Rotting of the top of an orchid rosette manifests itself in the following:
- The structure and color of the leaves changes. They become soft, pliable, lose turgor, and acquire a brown tint at the base.
- Dark spots appear on the trunk.
- The above-ground part of the flower loses its stability.
- In advanced cases, the upper leaves fall off.
In addition to non-compliance with maintenance conditions, the core can rot due to mechanical damage. For example, if you leave them without antiseptic treatment.
Mechanical damage
The top of the socket can be damaged under various circumstances:
- Incorrect placement of the flower - if the orchid pot needs to be rearranged frequently, the risk of it falling is high. Therefore, you should choose the only place where the plant will be comfortable.
- Turning the pot over - plastic pots are often unable to hold a flower. Therefore, they are weighed down or placed in transparent, heavier pots.
- When replanting - when removing an orchid from a pot, you should not pull on the top of the plant. It is better to swing it from side to side at the base, slightly pulling it up.
It’s easy to avoid mechanical damage if you think about its location in advance, choose the right pot and prepare for replanting.
Sunburn
Exposure to sunlight can damage the top shoots of orchids. Most species are placed in well-lit places, but do not allow plants to be in bright sun.
On sunny days, spraying and watering using the “hot shower” method are also not carried out. Drops of water accumulating in the axils of the upper leaves and near the buds can cause burns. Therefore, watering and spraying is carried out either in the early morning or in the evening. The moisture on the plant must dry before the sun comes out.
Most often, the sun's rays affect the upper leaves, which do not affect the core. The danger arises during the active growing season, when tender leaves bloom at the growth site. They are susceptible to burns even from short exposure to the sun.

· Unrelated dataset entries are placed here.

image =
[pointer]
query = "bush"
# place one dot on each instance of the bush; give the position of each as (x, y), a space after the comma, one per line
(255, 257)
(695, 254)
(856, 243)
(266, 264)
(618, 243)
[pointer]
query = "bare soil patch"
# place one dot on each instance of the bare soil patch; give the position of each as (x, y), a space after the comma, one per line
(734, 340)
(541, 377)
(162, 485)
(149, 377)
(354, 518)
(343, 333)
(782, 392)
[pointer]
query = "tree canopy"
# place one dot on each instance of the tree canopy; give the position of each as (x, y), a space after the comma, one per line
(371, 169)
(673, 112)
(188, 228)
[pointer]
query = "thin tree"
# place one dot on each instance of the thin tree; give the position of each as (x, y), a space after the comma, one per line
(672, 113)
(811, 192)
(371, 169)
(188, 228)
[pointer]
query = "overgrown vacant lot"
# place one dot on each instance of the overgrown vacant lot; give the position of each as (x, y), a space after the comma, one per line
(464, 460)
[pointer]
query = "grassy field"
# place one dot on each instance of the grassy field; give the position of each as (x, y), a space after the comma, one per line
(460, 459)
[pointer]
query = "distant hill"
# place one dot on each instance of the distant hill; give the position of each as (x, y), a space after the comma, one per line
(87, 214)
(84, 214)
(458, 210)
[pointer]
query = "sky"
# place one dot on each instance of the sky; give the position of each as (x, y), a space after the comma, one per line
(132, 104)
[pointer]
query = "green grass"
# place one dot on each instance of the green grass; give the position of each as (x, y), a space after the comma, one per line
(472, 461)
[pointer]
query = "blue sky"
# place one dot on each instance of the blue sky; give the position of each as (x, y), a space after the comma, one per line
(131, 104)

Damage by diseases and pests
The growing point may die if the orchid becomes infected with fungal or infectious diseases. The plant is susceptible to diseases if it is not cared for properly (overwatering, lack of light, grown in a draft) or if it is infected from other flowers.
Harmful insects worsen the condition of the plant, weaken it, and make it susceptible to infections. Orchids are attacked by aphids, mealybugs, scale insects, spider mites and thrips. Therefore, if there are diseases, you should inspect the flower for pests. Fungicides are used to get rid of insects.
Cylinder
Deformed development of an orchid, in which the peduncle grows from the place of the growth point. It will no longer be able to grow leaves or grow in height. But babies can form in place of the outlet.
To stimulate the emergence of a new growth site, young buds are treated with hormonal drugs, for example, cytokinin paste.
Hormonal drugs are used with caution - their overdose suppresses plant development.